Drawn to Allston for the same affordable rent and musical community that drew in artists in the 1960s, Lord-Patey said that access to “Rock City”’s stages has changed since Aerosmith’s beginnings.
“[Great Scott] puts on a lot of good, local shows, and that’s the one local place left that does.” Lord-Patey said. “Gentrification is real, small clubs are closing down, it’s mostly big stuff like [Brighton Music Hall].”
For 40 years during the height of Allston’s “Rock City” era, the building now known as Brighton Music Hall was an intimate, 340-person venue called Harper’s Ferry. Like any good indie hotspot, Harper’s Ferry featured a list of now-famous acts before they gained full national recognition. Maroon 5, Dropkick Murphys and Fall Out Boy all stopped by Harper’s Ferry during its tenure as Allston’s rock mainstage.
But in October 2010, Harper’s Ferry’s management unexpectedly announced that the beloved music hall would be closing down because John Corey, the property’s landlord, decided not to renew the lease.
Just two weeks after Corey announced Harper’s Ferry’s closure, the building was bought by three co-owners of Paradise Rock Club, a nearby music hall on the border of Allston and Boston University’s West Campus. One of these owners is Don Law, the president of Live Nation New England and co-owner of Boston Opera House and the Orpheum Theatre. In January 2011, Law and his colleagues reopened the Harper’s Ferry building as “Brighton Music Hall,” hoping to rebrand the venue as a destination for the more famous acts usually booked by Paradise Rock Club.

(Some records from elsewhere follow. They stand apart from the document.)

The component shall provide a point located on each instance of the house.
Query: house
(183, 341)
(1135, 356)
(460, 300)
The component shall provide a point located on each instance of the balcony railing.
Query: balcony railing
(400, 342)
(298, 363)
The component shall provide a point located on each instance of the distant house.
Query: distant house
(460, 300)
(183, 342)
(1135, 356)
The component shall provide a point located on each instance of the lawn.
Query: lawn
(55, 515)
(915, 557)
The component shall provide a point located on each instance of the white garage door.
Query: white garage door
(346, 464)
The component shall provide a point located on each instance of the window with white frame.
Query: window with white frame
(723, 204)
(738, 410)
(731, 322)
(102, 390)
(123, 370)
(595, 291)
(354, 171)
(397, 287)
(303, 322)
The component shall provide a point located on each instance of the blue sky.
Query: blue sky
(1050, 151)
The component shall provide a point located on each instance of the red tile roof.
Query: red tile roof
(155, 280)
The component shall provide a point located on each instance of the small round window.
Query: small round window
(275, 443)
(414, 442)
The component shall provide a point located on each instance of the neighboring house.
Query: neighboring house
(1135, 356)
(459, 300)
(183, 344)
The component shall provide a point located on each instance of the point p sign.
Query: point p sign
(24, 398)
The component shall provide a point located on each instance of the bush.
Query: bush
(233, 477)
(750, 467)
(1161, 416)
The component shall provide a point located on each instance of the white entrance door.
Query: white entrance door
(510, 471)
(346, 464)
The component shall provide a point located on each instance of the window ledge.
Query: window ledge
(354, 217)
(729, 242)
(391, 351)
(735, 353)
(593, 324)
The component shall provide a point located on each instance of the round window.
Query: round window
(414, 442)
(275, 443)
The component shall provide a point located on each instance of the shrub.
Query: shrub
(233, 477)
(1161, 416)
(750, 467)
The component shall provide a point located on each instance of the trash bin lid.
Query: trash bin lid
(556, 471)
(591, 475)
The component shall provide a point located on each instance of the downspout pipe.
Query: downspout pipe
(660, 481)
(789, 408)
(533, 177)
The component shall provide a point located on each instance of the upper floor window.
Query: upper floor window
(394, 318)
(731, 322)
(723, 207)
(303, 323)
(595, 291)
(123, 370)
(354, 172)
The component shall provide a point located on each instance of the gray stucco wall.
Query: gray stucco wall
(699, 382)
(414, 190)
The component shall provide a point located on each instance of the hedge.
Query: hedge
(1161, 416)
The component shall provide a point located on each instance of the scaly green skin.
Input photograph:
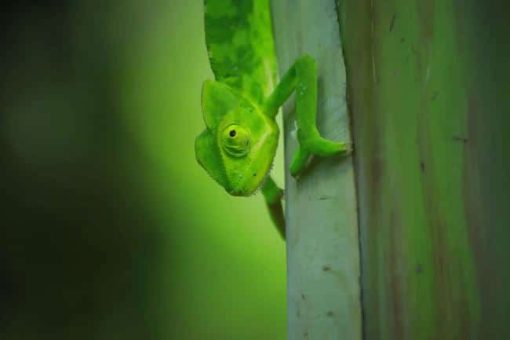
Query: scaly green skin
(239, 143)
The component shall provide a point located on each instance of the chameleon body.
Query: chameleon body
(239, 107)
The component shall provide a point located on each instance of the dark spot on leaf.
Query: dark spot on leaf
(460, 139)
(392, 23)
(419, 268)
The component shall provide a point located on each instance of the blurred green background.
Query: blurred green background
(109, 228)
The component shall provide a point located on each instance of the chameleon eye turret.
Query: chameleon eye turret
(239, 107)
(235, 141)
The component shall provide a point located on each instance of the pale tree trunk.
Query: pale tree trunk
(322, 233)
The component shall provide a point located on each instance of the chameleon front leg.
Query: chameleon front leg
(302, 78)
(273, 196)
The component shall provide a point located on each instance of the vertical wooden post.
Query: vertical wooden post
(430, 100)
(322, 232)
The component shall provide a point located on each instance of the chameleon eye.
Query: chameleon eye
(235, 140)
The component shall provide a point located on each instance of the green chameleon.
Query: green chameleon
(239, 107)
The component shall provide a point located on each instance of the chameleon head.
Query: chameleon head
(239, 143)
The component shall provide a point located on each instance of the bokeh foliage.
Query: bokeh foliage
(109, 227)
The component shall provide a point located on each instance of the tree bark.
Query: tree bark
(322, 232)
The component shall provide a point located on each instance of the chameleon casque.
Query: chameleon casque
(239, 107)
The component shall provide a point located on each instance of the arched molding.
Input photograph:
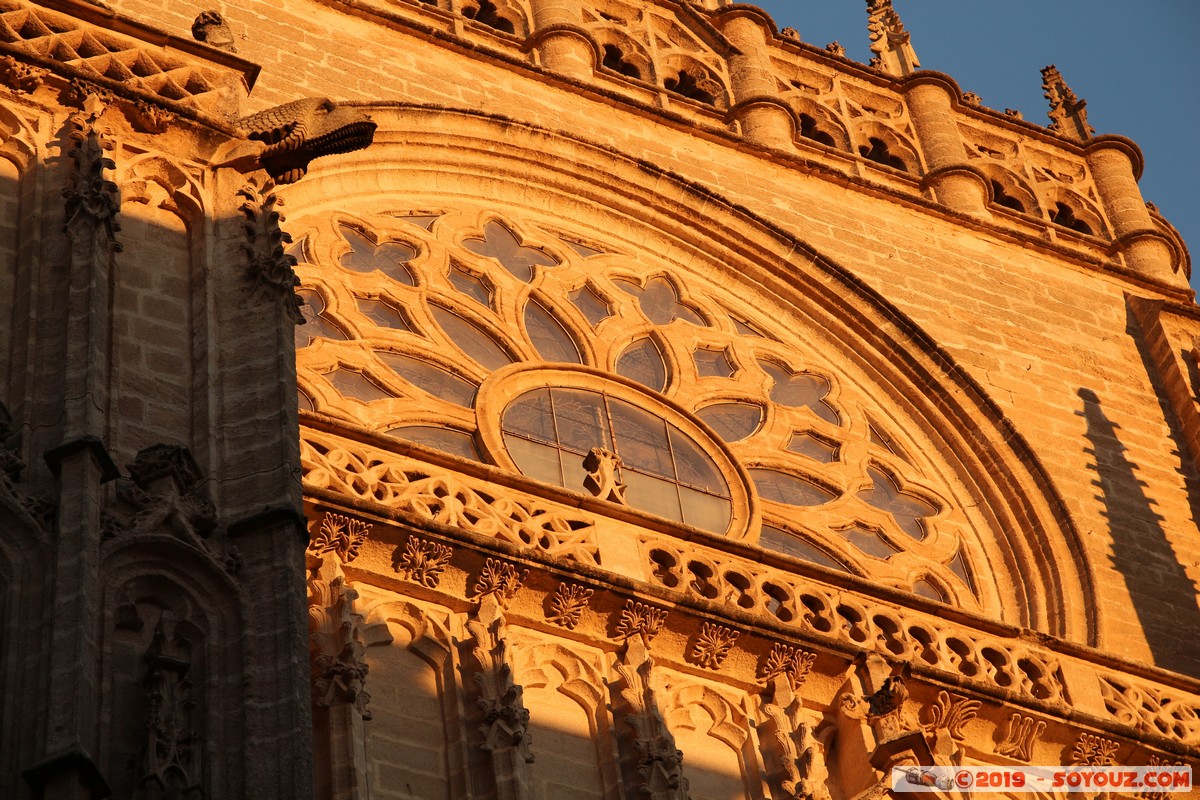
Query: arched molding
(823, 120)
(16, 140)
(1012, 185)
(413, 629)
(688, 76)
(184, 196)
(730, 723)
(1036, 551)
(867, 136)
(1081, 209)
(631, 53)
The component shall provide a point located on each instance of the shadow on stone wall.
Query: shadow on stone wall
(1162, 594)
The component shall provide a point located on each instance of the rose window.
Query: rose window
(603, 372)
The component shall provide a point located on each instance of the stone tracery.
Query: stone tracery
(846, 499)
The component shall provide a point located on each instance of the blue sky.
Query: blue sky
(1135, 62)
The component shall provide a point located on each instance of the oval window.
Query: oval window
(575, 428)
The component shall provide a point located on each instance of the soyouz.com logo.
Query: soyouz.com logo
(1042, 779)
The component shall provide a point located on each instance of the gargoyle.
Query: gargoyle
(303, 130)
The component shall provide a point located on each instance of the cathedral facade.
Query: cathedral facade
(574, 398)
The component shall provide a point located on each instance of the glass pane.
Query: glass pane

Today, Brighton Music Hall has the same red-and-black exterior as its predecessor, but the venue feels inaccessible for young music students like Lord-Patey.
“You’re lucky to get a gig in a place like this because it’s all touring bands,” Lord-Patey said. “Now we get a lot of bands from far away, not a lot of local bands.”
For an older generation of residents, the loss of Allston’s “Rock City” identity is not something to grieve. Charlie Vasiliades, vice president of the Brighton-Allston Historical Society, said college residential development, not Allston’s rock halls, have been the driving force behind the “Rock City” community. The 1960s birth of Allston’s “Rock City” moniker coincided with the beginning of Boston College and Boston University’s encroachment on Allston and Brighton’s land.
“A college population and a near-college-age population creates a fertile ground for groups being created in people’s basements, that’s a place where musicians live,” Vasiliades said. “But “Rock City” is not relevant to those of us who are not young and not part of that scene.”
For Vasiliades and many of the longtime residents of Brighton and Allston, Allston’s increasingly young population make for poor neighbors. The students and 20-somethings that make up most of the community seem transient, and Vasiliades said young people don’t stay in Allston long enough to care about it.
“[Brighton-Allston] went from people who called it home to people who were just passing through,” Vasiliades said. “There’s very little sympathy for the “Rock City” crowd being displaced because that crowd did the same in the 1960s and 1970s.”